The EU: Education and training, young people, culture and sport

Work on education and training, young people, culture and sport has a key role to play in achieving the EU's strategic objective of becoming the world’s most competitive and knowledge-based economy. A dynamic and efficient internal market for education and vocational training is a prerequisite for achieving this.

More about education, youth, culture and sport on the Council of the European Union website

EU education and training policy

EU cooperation in the area of education and training is not to harmonise the Member States’ legislation, but the EU does have the competence to promote cooperation between the Member States.

At the same time, the Europe 2020 strategy has led to a new dynamic in education issues in the EU. The strategy's overarching objective in the education area will be translated into national targets that will be followed up regularly. Education and training is playing an increasingly important role in achieving the common goals of growth and employment.

Europe 2020

The EU programme for education, training, youth and sport, Erasmus+, runs for seven years up to 2020. The overall objective of the programme is to improve quality in European education and in European cooperation in the youth area, and a small part of the programme also concerns sport.
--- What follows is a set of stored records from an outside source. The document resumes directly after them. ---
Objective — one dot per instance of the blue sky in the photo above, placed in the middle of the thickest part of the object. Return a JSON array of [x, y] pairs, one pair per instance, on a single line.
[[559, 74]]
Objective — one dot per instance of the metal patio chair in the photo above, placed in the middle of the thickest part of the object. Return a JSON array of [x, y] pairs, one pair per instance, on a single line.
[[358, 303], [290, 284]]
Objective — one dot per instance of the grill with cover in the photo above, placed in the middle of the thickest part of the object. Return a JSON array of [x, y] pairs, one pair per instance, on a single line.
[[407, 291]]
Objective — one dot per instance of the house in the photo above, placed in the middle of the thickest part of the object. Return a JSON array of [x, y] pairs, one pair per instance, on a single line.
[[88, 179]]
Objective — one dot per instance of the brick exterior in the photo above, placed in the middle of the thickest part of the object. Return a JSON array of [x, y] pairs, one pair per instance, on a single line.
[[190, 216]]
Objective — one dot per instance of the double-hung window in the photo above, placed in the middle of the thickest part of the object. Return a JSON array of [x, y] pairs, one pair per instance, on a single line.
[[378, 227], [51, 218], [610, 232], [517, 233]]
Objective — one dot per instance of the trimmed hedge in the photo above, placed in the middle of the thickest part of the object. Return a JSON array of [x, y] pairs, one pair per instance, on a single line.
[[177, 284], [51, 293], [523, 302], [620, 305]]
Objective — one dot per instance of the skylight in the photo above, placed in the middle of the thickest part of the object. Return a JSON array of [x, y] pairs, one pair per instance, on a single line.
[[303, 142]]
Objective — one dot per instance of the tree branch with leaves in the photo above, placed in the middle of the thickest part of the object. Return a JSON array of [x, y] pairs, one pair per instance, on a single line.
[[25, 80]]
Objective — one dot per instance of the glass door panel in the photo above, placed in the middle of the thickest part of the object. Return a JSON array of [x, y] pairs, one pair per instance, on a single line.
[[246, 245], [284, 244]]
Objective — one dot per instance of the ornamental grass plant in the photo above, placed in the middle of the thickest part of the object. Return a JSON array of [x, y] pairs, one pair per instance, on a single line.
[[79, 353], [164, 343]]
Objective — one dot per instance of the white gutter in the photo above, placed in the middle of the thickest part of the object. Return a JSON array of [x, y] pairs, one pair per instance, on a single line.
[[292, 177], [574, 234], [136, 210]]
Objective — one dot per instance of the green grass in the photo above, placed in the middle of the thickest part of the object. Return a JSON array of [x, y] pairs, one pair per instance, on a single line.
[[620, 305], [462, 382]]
The highest priority is mobility: Erasmus+ is intended to facilitate and stimulate cross-border mobility of students, young people, teachers, etc.
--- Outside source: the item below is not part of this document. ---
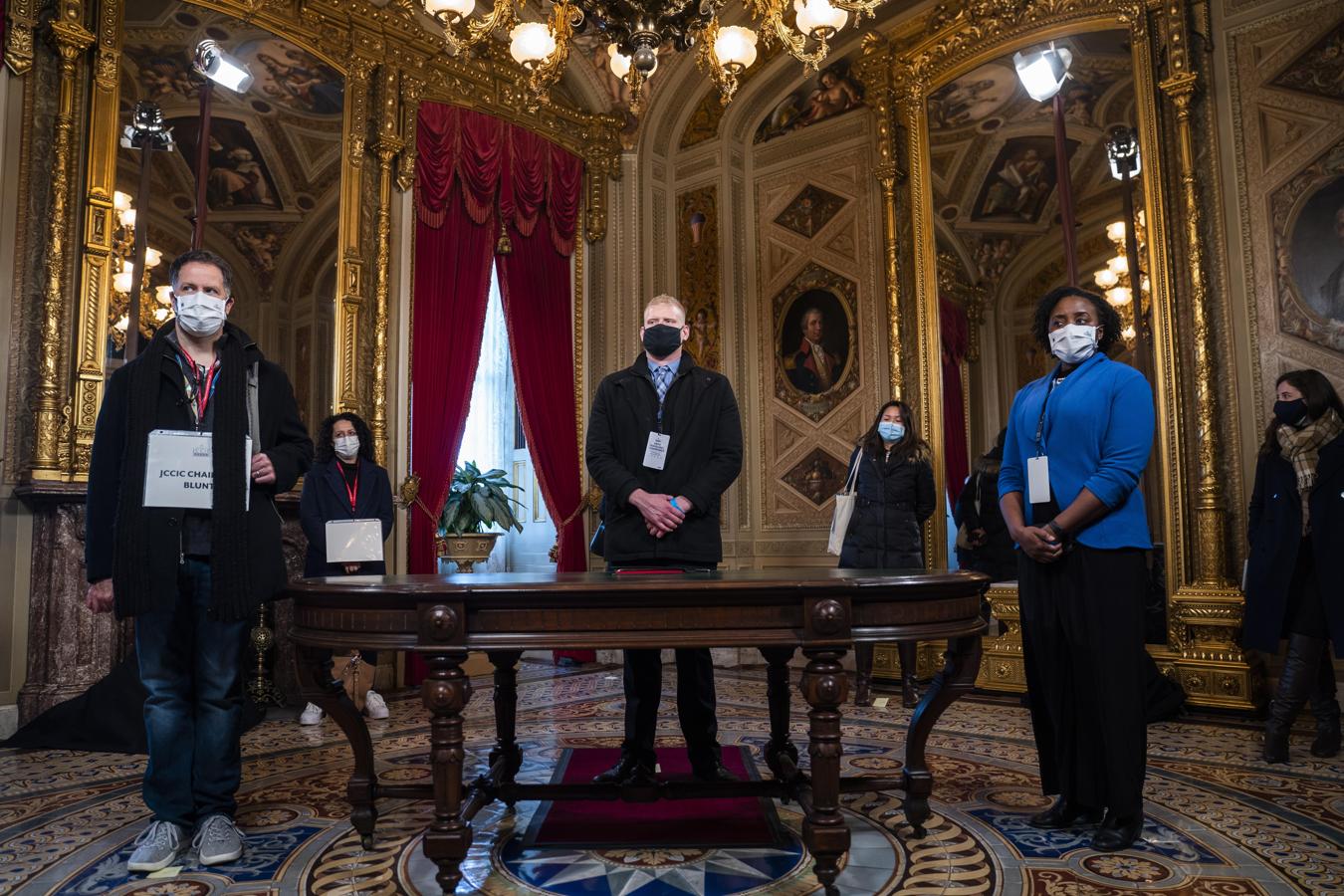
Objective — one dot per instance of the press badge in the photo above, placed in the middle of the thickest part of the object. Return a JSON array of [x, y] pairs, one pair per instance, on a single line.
[[656, 454], [1037, 480]]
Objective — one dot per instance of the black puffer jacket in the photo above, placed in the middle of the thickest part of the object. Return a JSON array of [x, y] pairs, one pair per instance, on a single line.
[[995, 557], [894, 501]]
More about education, training and youth policy on the official EU website

EU policy for culture and sport

The EU is to contribute to the development of the cultural and audiovisual sector, while respecting national and regional diversity. The EU is also to promote European sport issues and in doing so take account of the distinctive nature of sport. Measures are to promote cooperation between Member States.

Directive on audiovisual media services without borders (Audiovisual Media Services Directive)

Sections of the directive cover matters regulated by the Swedish Constitution. There are a number of different Swedish interests that need to be balanced, such as strong support for a developed single market, open and free internet, strong consumer protection especially with regard to alcohol advertising, advertising targeting children, and advertising for gambling.